Optionally, the generating module includes: the classification unit is used for clustering the first feature tags according to preset parent tags to obtain sub-tags of multiple categories, wherein the first feature tags comprise a plurality of content tags and a plurality of action tags; the computing unit is used for computing the confidence coefficient of the parent label by adopting the child label and selecting the appointed parent label with the maximum confidence coefficient; the selection unit is used for calculating the correlation between the label text of each sub-label under the appointed parent label and the keywords, and selecting M appointed keywords of which the correlation meets a preset condition, wherein the second characteristic label comprises N keywords, N is more than or equal to M, and M and N are positive integers; and the aggregation unit is used for aggregating the first feature tag and the M specified keywords into the video tag of the video data.

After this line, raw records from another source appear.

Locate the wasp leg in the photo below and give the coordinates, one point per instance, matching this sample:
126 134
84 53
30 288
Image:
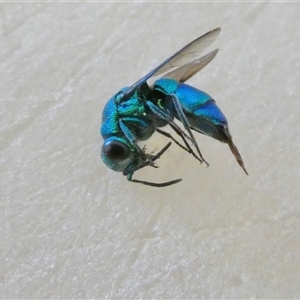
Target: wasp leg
151 158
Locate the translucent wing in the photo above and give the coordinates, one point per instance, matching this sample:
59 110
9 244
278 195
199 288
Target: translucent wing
185 72
185 55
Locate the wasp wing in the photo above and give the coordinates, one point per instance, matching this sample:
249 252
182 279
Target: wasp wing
185 72
180 58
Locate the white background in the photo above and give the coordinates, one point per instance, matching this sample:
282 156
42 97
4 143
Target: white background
72 228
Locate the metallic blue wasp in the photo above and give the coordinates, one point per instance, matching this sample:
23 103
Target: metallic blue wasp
136 112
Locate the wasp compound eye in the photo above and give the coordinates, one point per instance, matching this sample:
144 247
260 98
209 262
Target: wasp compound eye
115 150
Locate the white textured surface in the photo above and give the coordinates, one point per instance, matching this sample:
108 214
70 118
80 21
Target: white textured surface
71 228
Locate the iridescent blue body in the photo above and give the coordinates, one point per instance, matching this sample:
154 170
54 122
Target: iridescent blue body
136 112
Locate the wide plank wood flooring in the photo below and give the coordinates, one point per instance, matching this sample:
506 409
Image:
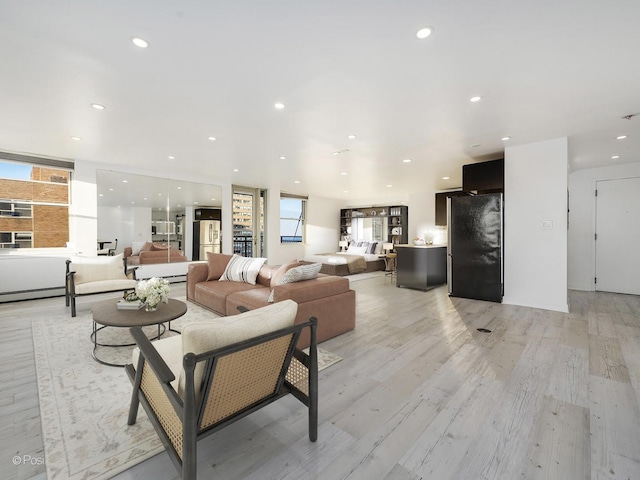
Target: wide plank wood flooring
420 394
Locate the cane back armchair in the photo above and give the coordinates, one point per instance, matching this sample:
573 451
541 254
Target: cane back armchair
253 363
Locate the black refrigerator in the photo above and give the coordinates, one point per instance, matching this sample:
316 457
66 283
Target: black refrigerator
475 268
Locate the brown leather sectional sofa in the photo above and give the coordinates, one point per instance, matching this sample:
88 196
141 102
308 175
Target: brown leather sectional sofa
326 297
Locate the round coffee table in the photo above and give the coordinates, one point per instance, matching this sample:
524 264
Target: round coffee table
106 313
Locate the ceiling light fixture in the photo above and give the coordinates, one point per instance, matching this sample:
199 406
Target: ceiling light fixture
424 32
139 42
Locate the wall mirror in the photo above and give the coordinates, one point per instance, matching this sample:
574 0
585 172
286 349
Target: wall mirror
140 208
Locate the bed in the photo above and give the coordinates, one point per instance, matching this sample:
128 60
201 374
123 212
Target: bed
354 260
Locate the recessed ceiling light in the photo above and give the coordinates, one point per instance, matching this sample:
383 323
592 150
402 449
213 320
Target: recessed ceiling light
139 42
424 32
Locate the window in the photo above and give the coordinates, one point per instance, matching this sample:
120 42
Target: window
35 195
292 218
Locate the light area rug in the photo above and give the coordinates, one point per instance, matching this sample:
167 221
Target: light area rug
84 405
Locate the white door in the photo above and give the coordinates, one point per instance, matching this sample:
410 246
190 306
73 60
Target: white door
618 236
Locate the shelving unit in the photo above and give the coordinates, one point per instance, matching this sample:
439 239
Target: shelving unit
397 221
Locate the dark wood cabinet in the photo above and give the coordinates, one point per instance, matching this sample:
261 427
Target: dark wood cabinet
441 205
421 267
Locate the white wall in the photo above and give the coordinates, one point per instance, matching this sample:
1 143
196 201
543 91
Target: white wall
535 259
582 220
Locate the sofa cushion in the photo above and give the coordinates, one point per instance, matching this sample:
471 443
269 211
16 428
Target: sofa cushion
136 247
95 269
213 294
242 269
203 337
275 278
298 274
217 263
323 286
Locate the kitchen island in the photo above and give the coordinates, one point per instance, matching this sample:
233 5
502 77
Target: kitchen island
421 267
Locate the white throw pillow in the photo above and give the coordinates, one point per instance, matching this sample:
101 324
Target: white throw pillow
298 274
242 269
95 269
136 246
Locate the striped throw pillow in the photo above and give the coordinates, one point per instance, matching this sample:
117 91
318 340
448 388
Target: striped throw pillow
298 274
242 269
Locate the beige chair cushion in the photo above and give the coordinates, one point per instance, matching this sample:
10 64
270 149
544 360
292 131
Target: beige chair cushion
96 269
202 337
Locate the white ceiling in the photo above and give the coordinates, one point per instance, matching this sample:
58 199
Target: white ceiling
545 69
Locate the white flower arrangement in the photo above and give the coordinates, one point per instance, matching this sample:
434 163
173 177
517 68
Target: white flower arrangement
153 291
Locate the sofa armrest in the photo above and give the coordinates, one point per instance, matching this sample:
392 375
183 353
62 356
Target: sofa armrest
308 290
196 273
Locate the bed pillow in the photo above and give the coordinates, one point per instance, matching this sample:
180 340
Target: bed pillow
136 247
217 263
275 279
242 269
297 274
357 250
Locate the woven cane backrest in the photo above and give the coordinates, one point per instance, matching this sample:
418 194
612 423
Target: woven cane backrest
243 378
162 407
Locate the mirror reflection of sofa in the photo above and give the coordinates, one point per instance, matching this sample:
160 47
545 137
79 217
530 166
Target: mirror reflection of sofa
144 253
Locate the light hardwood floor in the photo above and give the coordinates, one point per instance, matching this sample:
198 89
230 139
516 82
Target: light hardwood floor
420 394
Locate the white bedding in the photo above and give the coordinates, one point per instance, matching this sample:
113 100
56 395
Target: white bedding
338 258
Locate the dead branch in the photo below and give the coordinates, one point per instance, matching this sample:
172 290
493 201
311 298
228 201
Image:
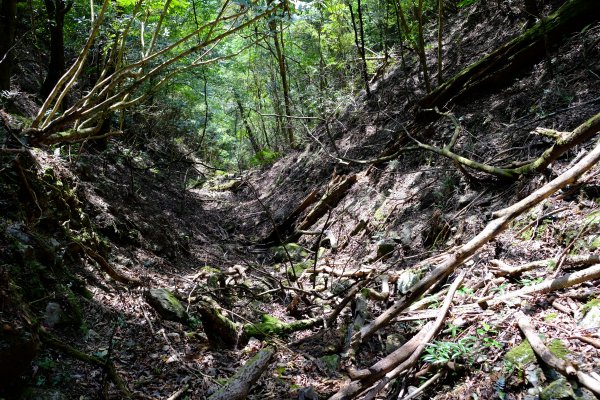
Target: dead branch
562 282
239 385
337 190
500 268
401 359
281 230
462 253
71 351
563 366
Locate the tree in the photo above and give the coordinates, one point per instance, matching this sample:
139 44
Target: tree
56 9
134 81
8 14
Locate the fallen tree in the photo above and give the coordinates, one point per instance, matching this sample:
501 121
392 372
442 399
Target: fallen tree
459 255
524 50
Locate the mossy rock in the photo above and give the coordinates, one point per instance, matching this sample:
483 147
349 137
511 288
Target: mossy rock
521 355
268 325
331 363
167 305
295 272
295 251
558 389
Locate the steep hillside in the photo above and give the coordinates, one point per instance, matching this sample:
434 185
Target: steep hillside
89 240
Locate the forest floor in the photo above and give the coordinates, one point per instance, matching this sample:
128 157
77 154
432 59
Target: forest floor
208 240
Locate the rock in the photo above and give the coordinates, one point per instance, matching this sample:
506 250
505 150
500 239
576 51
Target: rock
294 250
591 320
393 342
45 394
53 315
385 247
341 286
167 305
407 279
558 389
331 363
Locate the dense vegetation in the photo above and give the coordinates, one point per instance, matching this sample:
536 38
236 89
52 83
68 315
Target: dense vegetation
271 199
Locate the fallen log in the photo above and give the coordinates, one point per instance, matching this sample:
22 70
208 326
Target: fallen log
281 230
399 360
239 385
457 256
524 50
565 367
335 192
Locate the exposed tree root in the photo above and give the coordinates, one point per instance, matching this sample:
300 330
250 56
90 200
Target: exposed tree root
500 268
564 367
239 385
564 142
399 360
456 257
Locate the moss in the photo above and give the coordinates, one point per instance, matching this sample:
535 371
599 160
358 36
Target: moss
550 316
268 325
295 251
558 348
589 305
520 355
298 269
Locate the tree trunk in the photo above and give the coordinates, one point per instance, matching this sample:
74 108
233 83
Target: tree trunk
8 22
360 43
278 42
56 10
493 69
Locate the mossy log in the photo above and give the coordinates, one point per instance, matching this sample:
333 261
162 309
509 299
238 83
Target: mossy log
238 386
224 333
271 326
220 330
524 50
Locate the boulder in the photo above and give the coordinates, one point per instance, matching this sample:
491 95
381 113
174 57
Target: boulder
167 305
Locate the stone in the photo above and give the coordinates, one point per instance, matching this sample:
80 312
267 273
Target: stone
331 362
385 247
591 320
166 304
291 250
53 315
407 279
393 342
18 347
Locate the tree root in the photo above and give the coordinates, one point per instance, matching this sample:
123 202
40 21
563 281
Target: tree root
457 256
106 365
566 368
239 385
399 360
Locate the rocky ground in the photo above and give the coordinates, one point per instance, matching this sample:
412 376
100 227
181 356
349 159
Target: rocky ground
165 221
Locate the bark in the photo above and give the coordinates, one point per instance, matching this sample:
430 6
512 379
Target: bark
454 259
285 86
239 385
56 9
8 22
524 50
402 358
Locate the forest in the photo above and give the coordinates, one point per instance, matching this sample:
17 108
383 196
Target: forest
320 199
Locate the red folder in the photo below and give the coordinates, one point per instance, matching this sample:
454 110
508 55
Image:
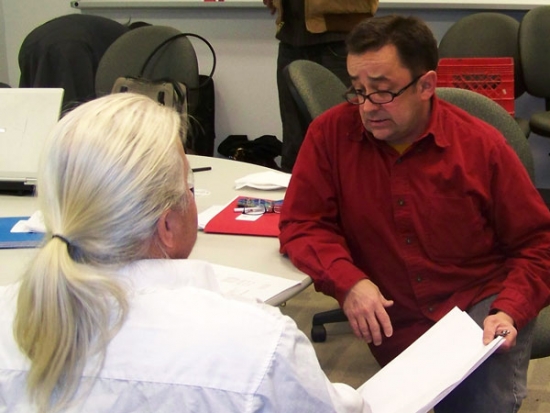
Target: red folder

Optionally, the selecting unit includes: and the selecting subunit is used for selecting a first keyword set with the correlation larger than a first threshold value and selecting a second keyword set with the correlation smaller than a second threshold value to obtain M designated keywords.
It should be noted that, the above modules may be implemented by software or hardware, and for the latter, the following may be implemented, but not limited to: the modules are all positioned in the same processor; alternatively, the modules are respectively located in different processors in any combination.
Example 3
Embodiments of the present invention also provide a storage medium having a computer program stored therein, wherein the computer program is arranged to perform the steps of any of the above method embodiments when executed.
Alternatively, in the present embodiment, the storage medium may be configured to store a computer program for executing the steps of:
s1, acquiring video data, wherein the video data comprises data contents of a plurality of modalities;
s2, extracting the video content and the description text of the video data;
s3, constructing a first characteristic label of the video data based on the video content and constructing a second characteristic label of the video data based on the description text;
and S4, aggregating and generating the video label of the video data according to the first characteristic label and the second characteristic label.
Optionally, in this embodiment, the storage medium may include, but is not limited to: various media capable of storing computer programs, such as a usb disk, a Read-Only Memory (ROM), a Random Access Memory (RAM), a removable hard disk, a magnetic disk, or an optical disk.
Embodiments of the present invention also provide an electronic device comprising a memory having a computer program stored therein and a processor arranged to run the computer program to perform the steps of any of the above method embodiments.
Optionally, the electronic device may further include a transmission device and an input/output device, wherein the transmission device is connected to the processor, and the input/output device is connected to the processor.
Optionally, in this embodiment, the processor may be configured to execute the following steps by a computer program:
s1, acquiring video data, wherein the video data comprises data contents of a plurality of modalities;
s2, extracting the video content and the description text of the video data;
s3, constructing a first characteristic label of the video data based on the video content and constructing a second characteristic label of the video data based on the description text;
and S4, aggregating and generating the video label of the video data according to the first characteristic label and the second characteristic label.
Optionally, the specific examples in this embodiment may refer to the examples described in the above embodiments and optional implementation manners, and this embodiment is not described herein again.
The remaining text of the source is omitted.